Seeking a balanced trade flow

Greece wants to expand its trade relations with Turkey but is worried over its growing deficit in the bilateral trade relations, high-ranking Greek officials told their Turkish counterparts at an Athens meeting yesterday. Deputy Foreign Minister Evripidis Stylianidis, who is in charge of foreign trade relations, told Turkish Deputy Foreign Trade Minister Tuncer Kayalar that, in the coming years, the Greek trade deficit should be taken care of and that bilateral trade relations should be more balanced, as in the past. Bilateral trade relations have greatly expanded in the past few years, as hostility between the two neighboring countries has abated. In 2004, Greek exports to Turkey were worth $690 million, while Turkish exports to Greece reached $1.2 billion. Stylianidis said there was a lot of room for expanded Greek investments in Turkey, adding that Turkish investments in Greece were also welcome.

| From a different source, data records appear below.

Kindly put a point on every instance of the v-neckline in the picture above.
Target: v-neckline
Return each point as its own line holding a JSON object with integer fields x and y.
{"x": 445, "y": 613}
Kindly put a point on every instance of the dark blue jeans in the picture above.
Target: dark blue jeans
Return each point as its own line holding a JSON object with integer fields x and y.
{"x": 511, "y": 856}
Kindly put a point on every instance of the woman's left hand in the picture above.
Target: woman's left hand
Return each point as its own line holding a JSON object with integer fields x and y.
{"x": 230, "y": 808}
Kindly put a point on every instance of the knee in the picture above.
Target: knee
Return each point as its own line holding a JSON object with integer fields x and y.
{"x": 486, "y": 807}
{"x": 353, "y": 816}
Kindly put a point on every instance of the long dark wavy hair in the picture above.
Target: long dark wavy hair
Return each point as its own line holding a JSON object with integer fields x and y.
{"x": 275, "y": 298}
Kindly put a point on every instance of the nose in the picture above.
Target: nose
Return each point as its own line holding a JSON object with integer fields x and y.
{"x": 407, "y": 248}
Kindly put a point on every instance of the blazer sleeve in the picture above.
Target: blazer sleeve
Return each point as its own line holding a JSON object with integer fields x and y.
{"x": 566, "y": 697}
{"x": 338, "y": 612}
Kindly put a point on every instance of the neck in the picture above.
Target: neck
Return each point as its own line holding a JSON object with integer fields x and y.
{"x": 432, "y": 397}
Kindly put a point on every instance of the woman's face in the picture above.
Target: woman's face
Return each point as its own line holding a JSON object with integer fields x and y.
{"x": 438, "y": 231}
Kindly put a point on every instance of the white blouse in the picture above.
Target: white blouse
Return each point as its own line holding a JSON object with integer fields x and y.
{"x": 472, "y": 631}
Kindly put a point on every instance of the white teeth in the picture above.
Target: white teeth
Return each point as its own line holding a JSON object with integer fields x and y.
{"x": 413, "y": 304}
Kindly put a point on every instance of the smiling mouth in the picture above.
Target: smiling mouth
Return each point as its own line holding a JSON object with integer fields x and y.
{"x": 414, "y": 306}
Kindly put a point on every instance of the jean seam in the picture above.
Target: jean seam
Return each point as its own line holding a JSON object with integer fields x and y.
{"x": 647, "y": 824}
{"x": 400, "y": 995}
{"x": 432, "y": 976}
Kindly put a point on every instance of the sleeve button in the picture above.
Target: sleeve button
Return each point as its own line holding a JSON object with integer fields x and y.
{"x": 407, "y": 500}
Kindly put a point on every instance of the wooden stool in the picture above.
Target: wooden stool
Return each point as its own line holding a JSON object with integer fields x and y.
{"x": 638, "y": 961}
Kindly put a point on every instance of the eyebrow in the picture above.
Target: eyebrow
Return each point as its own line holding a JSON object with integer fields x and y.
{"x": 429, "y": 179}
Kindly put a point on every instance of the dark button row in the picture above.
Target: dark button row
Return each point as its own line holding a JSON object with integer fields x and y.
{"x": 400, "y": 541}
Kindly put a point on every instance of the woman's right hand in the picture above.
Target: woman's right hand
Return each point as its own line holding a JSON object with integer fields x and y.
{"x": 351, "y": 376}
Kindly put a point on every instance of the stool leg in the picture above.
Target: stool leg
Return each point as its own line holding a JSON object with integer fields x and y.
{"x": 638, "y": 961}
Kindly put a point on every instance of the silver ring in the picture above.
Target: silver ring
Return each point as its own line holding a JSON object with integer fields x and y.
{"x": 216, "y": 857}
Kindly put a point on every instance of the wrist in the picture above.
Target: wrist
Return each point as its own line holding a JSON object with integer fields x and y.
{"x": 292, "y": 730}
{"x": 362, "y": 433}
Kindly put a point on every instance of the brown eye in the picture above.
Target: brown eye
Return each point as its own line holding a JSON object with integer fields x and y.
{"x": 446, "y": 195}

This was the third meeting of the two countries’ Interministerial Economic Commission, just ahead of a meeting between the two premiers, Recep Tayyip Erdogan and Costas Karamanlis, on Sunday. The two will inaugurate a natural gas pipeline connecting the two countries’ networks, which will, for the first time, bring natural gas from Azerbaijan into Greece. Until now, Greece imported almost exclusively Russian gas, through an agreement with Gazprom, plus a small amount of liquefied natural gas (LNG) from Algeria. Plans to build a pipeline connecting Greece and Italy will also help bring Azerbaijan’s gas to Western European countries. Stylianidis said that the two countries will complete the interconnection of their power grids by the end of 2006. Greece and Turkey also explored cooperation in renewable energy sources. Kayalar asked that Greece reconsider its stance on demanding visas for visiting Turkish citizens, saying there was considerable interest from prospective Turkish tourist. However, Greece cannot act unilaterally because it is bound by the terms of the Schengen Agreement. A few years back, Turkey abolished visas for visiting Greeks. Last year, about 500,000 Greeks visited Turkey.